2-Destekten yoksun kalma tazminatı Borçlar Kanunu’nun 53. Maddesinde düzenlenmiştir. Destekten yoksun kalma tazminatının konusu, desteğin yitirilmesi nedeniyle yoksun kalınan zarardır. Buradaki amaç, destekten yoksun kalanların desteğin ölümünden önceki yaşamlarındaki sosyal ve ekonomik durumlarının korunmasıdır. Olaydan sonraki dönemde de, destek olmasa bile, onun zamanındaki gibi aynı şekilde yaşayabilmesi için muhtaç olduğu paranın ödettirilmesidir.
Ancak, destekten yoksun kalma tazminatına hükmedilmesi için öncelikle ölen ile destekten yoksun kalan arasında maddi yönden düzenli ve eylemli bir yardımın varlığı gerekir. ..."nun 21.04.1982 gün, 979/4-1528 E., 412 K. sayılı kararında da belirtildiği gibi;BK.nun 45.maddesinde sözü geçen destek kavramı hukuksal bir ilişkiyi değil, eylemli bir durumu hedef tutar ve ne hısımlığa ne de nafaka hakkındaki hükümlere dayanır, sadece eylemli ve düzenli olarak geçimini kısmen veya tamamen sağlayacak şekilde yardım eden ve olayların olağan akışına göre eğer ölüm vuku bulmasaydı, az çok yakın bir gelecekte de bu yardımı sağlayacak olan kimse destek sayılır. O halde destek sayılabilmek için yardımın eylemli olması ve ölümden sonra da düzenli bir biçimde devam edeceğinin anlaşılması yeterli görülür.
Somut uyuşmazlıkta davacı ..., desteğin imam nikahlı olarak birlikte yaşadığı eşi ve desteğin oğlu davacı ..."ın annesidir.

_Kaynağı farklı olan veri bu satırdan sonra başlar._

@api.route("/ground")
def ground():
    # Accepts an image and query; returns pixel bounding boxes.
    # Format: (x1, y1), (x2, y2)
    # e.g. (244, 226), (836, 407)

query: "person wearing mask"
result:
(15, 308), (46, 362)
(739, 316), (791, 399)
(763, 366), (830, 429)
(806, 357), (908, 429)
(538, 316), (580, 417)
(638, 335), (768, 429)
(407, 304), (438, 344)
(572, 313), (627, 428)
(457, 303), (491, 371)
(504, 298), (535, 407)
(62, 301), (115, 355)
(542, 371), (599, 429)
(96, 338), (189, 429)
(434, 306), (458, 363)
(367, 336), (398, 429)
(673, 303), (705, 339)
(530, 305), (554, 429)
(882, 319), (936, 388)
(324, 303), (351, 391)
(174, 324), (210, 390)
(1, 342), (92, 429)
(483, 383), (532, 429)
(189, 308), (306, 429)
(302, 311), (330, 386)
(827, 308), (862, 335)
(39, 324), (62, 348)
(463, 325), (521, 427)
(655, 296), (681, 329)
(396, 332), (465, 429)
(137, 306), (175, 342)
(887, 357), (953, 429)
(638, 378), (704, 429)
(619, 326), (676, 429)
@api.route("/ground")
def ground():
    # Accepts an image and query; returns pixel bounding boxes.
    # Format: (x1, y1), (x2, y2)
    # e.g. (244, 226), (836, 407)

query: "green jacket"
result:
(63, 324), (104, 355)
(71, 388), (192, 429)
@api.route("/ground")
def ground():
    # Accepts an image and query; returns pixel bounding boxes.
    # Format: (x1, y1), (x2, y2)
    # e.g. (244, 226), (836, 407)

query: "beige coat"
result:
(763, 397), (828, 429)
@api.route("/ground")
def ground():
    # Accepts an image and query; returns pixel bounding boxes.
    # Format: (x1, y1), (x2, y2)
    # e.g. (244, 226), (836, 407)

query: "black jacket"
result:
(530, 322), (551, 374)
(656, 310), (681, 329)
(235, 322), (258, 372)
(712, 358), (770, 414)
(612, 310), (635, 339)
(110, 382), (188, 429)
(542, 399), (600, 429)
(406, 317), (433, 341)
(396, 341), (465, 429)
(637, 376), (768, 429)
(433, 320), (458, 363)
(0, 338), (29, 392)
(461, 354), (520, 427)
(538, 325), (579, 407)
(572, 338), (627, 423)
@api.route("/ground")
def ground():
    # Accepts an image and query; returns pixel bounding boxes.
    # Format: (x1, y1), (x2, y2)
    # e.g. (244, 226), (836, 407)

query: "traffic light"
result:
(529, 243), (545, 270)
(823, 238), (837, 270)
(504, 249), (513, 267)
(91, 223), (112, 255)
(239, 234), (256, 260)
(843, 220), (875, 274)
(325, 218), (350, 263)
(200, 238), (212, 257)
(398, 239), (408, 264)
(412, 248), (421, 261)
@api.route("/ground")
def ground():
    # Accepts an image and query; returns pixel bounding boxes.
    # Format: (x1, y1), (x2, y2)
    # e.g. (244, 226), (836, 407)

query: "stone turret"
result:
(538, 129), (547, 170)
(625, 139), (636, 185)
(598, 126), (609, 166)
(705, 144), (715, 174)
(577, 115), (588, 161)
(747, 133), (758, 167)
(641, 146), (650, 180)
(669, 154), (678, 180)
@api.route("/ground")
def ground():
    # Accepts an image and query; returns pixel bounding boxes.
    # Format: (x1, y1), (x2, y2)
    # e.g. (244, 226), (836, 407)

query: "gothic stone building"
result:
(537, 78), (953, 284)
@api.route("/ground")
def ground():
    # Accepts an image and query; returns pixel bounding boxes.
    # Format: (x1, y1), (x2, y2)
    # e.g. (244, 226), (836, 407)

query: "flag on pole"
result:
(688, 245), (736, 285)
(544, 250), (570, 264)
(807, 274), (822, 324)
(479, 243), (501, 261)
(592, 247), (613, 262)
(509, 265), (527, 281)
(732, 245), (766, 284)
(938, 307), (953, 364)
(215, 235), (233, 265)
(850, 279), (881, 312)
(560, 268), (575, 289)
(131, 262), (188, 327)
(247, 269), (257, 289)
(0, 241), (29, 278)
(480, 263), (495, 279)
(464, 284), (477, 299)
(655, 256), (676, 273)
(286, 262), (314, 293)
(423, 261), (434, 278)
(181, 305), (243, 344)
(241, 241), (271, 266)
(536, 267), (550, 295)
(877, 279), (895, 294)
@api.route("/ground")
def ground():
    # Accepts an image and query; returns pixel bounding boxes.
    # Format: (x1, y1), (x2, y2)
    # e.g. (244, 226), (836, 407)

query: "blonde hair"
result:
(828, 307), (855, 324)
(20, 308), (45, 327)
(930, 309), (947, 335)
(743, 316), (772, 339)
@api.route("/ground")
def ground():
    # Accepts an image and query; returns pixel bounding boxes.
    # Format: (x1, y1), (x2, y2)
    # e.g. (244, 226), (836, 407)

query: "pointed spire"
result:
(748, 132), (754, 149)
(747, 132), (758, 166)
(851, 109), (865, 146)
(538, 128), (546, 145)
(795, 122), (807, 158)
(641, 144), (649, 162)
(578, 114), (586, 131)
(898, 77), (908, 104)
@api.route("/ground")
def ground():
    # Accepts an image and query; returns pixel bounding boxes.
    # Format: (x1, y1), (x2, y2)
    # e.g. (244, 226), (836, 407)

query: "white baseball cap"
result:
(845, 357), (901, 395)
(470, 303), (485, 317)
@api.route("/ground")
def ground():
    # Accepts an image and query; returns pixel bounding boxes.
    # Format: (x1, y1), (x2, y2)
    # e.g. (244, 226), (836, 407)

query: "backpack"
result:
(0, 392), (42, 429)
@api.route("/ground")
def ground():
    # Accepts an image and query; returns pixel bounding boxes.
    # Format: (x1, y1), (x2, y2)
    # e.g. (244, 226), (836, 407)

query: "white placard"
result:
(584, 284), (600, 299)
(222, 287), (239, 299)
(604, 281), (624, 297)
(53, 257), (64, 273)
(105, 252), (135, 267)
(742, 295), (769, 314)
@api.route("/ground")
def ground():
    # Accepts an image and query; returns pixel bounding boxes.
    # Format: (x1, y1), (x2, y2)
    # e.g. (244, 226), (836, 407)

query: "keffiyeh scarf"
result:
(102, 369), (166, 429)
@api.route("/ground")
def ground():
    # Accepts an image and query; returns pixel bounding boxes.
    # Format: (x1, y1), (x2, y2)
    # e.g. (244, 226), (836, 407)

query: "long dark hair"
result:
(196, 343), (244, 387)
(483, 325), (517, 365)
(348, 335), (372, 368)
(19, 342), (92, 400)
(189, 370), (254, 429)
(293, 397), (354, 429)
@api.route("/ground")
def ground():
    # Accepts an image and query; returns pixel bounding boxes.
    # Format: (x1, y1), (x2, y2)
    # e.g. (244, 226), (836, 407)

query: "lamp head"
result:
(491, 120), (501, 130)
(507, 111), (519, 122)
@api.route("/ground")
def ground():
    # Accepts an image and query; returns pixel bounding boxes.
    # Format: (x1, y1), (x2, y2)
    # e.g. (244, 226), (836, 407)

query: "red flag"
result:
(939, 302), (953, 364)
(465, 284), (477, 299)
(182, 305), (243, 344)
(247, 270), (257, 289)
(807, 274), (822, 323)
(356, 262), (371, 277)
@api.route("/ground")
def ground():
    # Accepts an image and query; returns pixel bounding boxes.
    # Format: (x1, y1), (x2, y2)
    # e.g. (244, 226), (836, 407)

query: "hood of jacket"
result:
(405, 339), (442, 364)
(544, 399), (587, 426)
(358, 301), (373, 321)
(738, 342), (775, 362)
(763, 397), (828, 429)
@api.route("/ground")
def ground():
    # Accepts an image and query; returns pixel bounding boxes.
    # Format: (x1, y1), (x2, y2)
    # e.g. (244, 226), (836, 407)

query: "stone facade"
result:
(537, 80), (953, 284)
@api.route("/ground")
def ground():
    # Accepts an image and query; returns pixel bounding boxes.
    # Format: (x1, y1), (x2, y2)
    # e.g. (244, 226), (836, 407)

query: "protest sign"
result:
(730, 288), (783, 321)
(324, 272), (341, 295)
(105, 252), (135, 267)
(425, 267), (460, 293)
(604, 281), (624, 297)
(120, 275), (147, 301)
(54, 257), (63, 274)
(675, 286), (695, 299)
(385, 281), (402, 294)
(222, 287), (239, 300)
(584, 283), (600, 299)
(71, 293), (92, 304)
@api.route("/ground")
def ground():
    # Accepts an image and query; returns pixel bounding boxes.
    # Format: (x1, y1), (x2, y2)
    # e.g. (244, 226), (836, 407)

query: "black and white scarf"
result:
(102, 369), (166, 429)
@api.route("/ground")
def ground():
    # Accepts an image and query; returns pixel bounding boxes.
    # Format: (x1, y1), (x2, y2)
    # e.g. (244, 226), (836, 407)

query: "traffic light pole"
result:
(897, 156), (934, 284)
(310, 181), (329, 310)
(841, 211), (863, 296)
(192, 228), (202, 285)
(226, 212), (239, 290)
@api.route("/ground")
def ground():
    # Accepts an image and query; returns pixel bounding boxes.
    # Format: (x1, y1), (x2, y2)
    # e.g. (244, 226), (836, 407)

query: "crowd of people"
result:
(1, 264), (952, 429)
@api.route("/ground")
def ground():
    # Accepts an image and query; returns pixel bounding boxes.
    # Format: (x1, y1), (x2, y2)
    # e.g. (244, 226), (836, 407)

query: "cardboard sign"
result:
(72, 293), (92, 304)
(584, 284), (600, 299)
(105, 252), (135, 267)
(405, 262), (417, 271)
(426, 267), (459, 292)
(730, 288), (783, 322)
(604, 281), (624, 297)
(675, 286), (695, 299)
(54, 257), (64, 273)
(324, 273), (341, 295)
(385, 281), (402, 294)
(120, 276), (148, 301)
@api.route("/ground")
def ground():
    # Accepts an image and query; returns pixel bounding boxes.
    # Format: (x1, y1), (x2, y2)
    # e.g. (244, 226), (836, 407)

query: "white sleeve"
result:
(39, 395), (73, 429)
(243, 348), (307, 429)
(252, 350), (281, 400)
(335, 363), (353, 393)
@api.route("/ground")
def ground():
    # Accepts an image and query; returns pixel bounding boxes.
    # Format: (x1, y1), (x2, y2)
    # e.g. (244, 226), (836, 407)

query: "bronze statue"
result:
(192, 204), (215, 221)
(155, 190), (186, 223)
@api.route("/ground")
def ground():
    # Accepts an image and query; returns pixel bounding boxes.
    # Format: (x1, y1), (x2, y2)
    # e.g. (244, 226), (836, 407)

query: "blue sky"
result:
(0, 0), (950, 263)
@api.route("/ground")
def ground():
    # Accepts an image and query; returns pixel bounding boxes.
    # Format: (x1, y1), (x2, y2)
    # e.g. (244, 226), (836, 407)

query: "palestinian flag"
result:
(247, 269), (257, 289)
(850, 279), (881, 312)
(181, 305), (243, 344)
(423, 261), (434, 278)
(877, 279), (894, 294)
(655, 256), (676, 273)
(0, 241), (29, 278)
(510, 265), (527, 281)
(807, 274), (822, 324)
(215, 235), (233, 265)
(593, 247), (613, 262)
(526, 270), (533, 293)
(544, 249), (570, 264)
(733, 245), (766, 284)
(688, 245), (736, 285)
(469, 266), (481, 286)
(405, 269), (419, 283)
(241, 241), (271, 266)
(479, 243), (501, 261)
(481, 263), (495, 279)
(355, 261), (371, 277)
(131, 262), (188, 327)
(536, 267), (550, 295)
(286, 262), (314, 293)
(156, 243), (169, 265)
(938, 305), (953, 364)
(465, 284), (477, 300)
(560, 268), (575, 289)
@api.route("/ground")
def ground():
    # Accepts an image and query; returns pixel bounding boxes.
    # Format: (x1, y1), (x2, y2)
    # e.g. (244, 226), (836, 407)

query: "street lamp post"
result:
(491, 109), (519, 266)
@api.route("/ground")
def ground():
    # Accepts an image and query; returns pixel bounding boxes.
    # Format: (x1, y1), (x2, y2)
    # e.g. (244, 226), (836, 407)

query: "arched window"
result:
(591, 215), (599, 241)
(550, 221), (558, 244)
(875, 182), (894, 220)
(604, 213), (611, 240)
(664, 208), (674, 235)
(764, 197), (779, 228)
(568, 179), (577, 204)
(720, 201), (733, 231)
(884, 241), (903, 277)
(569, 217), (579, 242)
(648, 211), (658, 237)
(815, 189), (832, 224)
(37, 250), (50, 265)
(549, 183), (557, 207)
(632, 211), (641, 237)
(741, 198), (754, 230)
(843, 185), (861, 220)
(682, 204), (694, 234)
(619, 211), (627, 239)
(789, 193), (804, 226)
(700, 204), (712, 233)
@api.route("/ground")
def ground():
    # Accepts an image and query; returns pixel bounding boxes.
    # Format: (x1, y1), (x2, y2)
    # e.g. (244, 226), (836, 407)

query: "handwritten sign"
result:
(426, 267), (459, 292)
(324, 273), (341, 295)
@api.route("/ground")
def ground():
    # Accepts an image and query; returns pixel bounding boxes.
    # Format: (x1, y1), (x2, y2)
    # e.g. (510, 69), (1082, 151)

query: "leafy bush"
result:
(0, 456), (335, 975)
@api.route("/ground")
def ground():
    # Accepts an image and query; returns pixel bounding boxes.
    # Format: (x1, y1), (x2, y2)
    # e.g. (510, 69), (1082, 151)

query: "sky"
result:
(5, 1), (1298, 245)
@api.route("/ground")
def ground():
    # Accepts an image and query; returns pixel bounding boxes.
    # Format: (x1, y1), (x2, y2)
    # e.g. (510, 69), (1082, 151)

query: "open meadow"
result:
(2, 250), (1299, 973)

Dosya içeriğinden, davacı ile desteğin birlikte yaşadıkları, müteveffanın davacı ..."e eylemli olarak destek olduğu anlaşılmaktadır. Anılan husus sabit olmakla, mahkemece davacı ... için tespit edilecek miktarda destekten yoksun kalma tazminatına hükmedilmesi gerekirken, yanlış gerekçe ile talebin reddine karar verilmiş olması isabetli değildir.
Bozma kapsam ve nedenlerine göre davacı ... vekili ile davalı vekilinin sair temyiz itirazlarının incelenmesine şimdilik gerek görülmemiştir.
SONUÇ: Yukarıda (1) numaralı bentte açıklanan nedenlerle davalı vekilinin, (2) numaralı bentte açıklanan nedenlerle davacı ... vekilinin temyiz itirazlarının kabulü ile hükmün BOZULMASINA, bozma kapsam ve nedenlerine göre davacı ... vekili ile davalı vekilinin sair temyiz itirazlarının incelenmesine şimdilik yer olmadığına, 1.100,00 TL vekalet ücretinin davalıdan alınarak duruşmada vekille temsil olunan davacılara verilmesine, 1.100,00 TL vekalet ücretinin davacılardan alınarak duruşmada vekille temsil olunan davalıya verilmesine, peşin alınan harcın istek halinde temyiz eden davacı ... ve davalı ... Şirketine geri verilmesine 27.1.2015 tarihinde oybirliğiyle karar verildi.